Every idempotent of such a ring generates an ideal (which is actually a subring) $eRe$. Sometimes it's possible that $e$ splits into two smaller nonzero orthogonal idempotents: $e=f+g$ such that $fg=0$, whereupon $eRe=fRf\oplus gRg$ and the idea splits into two smaller ideals. Using the Artinian condition, you refine the idempotents until they cannot be broken down any more.

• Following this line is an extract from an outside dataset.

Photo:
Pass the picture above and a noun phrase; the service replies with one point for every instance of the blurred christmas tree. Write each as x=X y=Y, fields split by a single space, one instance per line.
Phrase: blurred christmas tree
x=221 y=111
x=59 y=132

The result is a set of finitely many idempotents $e_i$ which cannot be written as a sum of two other orthogonal nontrivial idempotents, and $\sum e_i=1$. The resulting subrings (which are ideals) $e_iRe_i$ are local rings, and $\oplus e_iRe_i=R$.
This question is intimately tied to the idea of dimension. Given a commutative ring $R$, its (Krull) dimension is defined as the supremum of the lengths of chains of all prime ideals.
The name dimension for this quantity makes sense because the coordinate ring of an $n$-dimensional affine variety has Krull dimension $n$. Localization has a geometric interpretation, too: a prime ideal $\mathfrak{p}$ corresponds to an irreducible variety $V$. The localization $R_\mathfrak{p}$ consists of all rational functions that are defined at all points of $V$.
If $R$ is a local ring and its unique maximal ideal $\mathfrak{m}$ is the only prime ideal, then $R$ has dimension $0$, which, if $R$ is Noetherian, is equivalent to being Artinian.
The geometric interpretation above indicates how to produce a local ring with any number of prime ideals. Given a positive integer $n$, consider $n$-dimensional affine space $\mathbb{A}^n$ over a field $k$ of characteristic zero. Its coordinate ring is $k[x_1, \ldots, x_n]$, and if we localize at the prime (maximal, actually) ideal $(x_1, \ldots, x_n)$, we obtain the local ring $k[x_1, \ldots, x_n]_{(x_1, \ldots, x_n)}$ which consists of all rational functions on $\mathbb{A}^n$ that are defined at the origin. By the correspondence theorem for prime ideals in a localization, this ring has a chain of prime ideals
$$
(0) \subsetneq (x_1) \subsetneq (x_1, x_2) \subsetneq \ldots \subsetneq (x_1, x_2, \ldots, x_n)
$$
of length $n$.
As for an example where $R$ is not a domain: an affine variety is irreducible iff its coordinate ring is a domain, so we need to consider reducible varieties. Let $A = \frac{k[x,y]}{(xy)}$ which is the coordinate ring of the union of the lines $x = 0$ and $y = 0$ in the plane. Let $\mathfrak{m} = (x,y)$ and let
$$
R = A_\mathfrak{m} = \left(\frac{k[x,y]}{(xy)}\right)_{(x,y)}
$$
which is the local ring at the origin. Then $(x), (y)$, and $(x,y)$ are all prime ideals of $R$.
Best Answer
First consider the polynomial ring $R=F[x,y]$ for a field $F$. One chain of prime ideals in this ring is $(0)\subseteq (x)\subseteq (x,y)$. Now $(x,y)$ is a maximal ideal, but there are other maximal ideals, for example $(x+1,y)$.
The easiest way to eliminate the other maximal ideals is to pass to the localization at the prime $M=(x,y)$ so that the new ring $R_M$ is a local ring. It is a property of localization that the prime ideals contained in $M$ will have prime counterparts in $R_M$, with the same containment relations and everything. Thus the chain $(0)_M\subseteq (x)_M\subseteq (x,y)_M$ will be a properly ascending chain of prime ideals in the new ring $R_M$.
Even if you are not handy with localization now, you probably will need to be soon, so trying to understand this type of example is worthwhile.